GENERAL INTEREST Quick Takes
Suncor to record $425-million impairment on White Rose assets
Suncor Energy Inc., Calgary, will record a $425 million (Can.) non-cash after-tax impairment charge in fourth-quarter 2020 on its share of the White Rose asset and West White Rose project in the Jeanne d’Arc basin off Newfoundland and Labrador.
The project operator, Husky Energy Inc., agreed in October 2020 to merge with Cenovus Energy Inc., casting “significant doubt on the future of the project,” Suncor said Jan. 4 (OGJ Online, Oct. 26, 2020). The deal closed Jan. 1.

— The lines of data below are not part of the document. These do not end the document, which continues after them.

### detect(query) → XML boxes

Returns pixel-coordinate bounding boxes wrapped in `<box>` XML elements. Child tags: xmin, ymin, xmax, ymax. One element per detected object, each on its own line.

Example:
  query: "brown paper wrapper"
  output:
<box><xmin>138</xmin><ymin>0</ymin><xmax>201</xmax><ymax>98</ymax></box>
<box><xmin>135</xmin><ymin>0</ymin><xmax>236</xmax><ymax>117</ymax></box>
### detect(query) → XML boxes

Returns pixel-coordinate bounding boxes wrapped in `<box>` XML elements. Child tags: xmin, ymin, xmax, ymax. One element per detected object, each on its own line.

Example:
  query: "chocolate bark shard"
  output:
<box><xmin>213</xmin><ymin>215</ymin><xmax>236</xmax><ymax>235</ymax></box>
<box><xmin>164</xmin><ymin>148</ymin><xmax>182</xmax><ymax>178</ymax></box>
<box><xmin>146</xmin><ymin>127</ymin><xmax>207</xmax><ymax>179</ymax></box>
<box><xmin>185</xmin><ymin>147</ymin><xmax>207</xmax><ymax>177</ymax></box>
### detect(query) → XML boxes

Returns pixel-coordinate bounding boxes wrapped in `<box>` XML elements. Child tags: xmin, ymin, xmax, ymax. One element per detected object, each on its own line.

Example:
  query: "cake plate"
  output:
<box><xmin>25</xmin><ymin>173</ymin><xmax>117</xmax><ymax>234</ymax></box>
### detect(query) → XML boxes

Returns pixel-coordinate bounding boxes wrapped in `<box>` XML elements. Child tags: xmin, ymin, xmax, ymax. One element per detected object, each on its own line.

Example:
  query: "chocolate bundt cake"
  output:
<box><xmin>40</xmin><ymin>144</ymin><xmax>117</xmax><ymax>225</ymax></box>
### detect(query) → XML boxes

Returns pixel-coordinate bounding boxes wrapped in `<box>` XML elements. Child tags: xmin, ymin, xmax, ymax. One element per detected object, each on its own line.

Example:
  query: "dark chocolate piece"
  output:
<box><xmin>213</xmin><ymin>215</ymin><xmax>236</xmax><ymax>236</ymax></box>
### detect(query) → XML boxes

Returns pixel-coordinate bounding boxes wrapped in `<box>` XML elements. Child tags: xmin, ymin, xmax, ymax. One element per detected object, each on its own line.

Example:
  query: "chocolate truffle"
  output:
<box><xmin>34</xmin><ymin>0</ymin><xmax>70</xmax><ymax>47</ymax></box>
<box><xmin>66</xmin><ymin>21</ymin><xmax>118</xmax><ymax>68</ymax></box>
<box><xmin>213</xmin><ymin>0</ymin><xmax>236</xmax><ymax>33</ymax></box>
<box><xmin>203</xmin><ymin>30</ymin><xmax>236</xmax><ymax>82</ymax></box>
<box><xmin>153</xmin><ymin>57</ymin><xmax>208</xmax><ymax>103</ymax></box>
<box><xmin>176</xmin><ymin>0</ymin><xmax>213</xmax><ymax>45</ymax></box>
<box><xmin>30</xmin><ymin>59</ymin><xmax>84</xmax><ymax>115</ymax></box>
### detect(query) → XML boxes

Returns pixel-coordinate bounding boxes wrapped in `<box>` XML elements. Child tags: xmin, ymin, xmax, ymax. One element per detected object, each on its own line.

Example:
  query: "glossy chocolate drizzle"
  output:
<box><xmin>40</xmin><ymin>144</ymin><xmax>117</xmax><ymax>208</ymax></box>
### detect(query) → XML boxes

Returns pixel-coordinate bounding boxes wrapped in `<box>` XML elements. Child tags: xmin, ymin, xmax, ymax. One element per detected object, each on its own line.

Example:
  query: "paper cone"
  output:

While the asset is currently producing, the West White Rose project was intended to access 200 million bbl (gross) of light crude oil and extend the life of White Rose field by 14 years. Construction for the project at Argentia and Marystown was suspended in March 2020 and construction workers demobilized due to COVID-19. In a September 2020 update, Husky said the project was 60% complete, but that all major construction remained on hold.
Discussions with the operator and various levels of government to determine the future of the project are ongoing. The Government of Newfoundland and Labrador agreed to provide some support for the West White Rose project in 2021, Suncor said.
The company’s 2021 guidance remains unchanged as White Rose field will remain online producing as expected and Suncor’s guidance did not include any major capital spend on the West White Rose project in 2021.
The White Rose asset joint venture owners are Cenovus (operator, 72.5%,) and Suncor (27.5%). The West White Rose Project joint venture owners are Cenovus (operator, 69%), Suncor (26%) and Nalcor (5%).
Vintage Energy books Vali gas reserves
Results of an independent review of the Vali gas discovery in southwest Queensland Cooper basin permit ATP2021 support commercialization of the field with planned connection to the Moomba gathering system in South Australia, Vintage Energy Ltd., Adelaide, said Dec. 14 (OGJ Online, Sept. 17, 2020).
Carried out by the ERC Equipoise, the reserves booking—the first for Vintage—estimated gross 1P reserves for the Permian age Patchawarra formation reservoir of 12.3 bcf, 2P reserves of 30.3 bcf, and 3P reserves of 78.9 bcf.
The Vali-1 ST1 discovery well encountered stacked gas pay in the Nappamerri, Toolachee, and Patchawarra formations, but the reserve estimates are for the Patchawarra reservoir only, Vintage said.
Vintage said it hopes gas produced from the field will be much greater than the figure estimated by ERCE, with the upside potential to come from the two shallower reservoirs.
The Vali-1 ST1 well penetrated a four-way dip closure with the Patchawarra formation comprising 22 stacked sandstone reservoirs embedded with shales and coals. Twenty of the reservoirs are interpreted to contain gas.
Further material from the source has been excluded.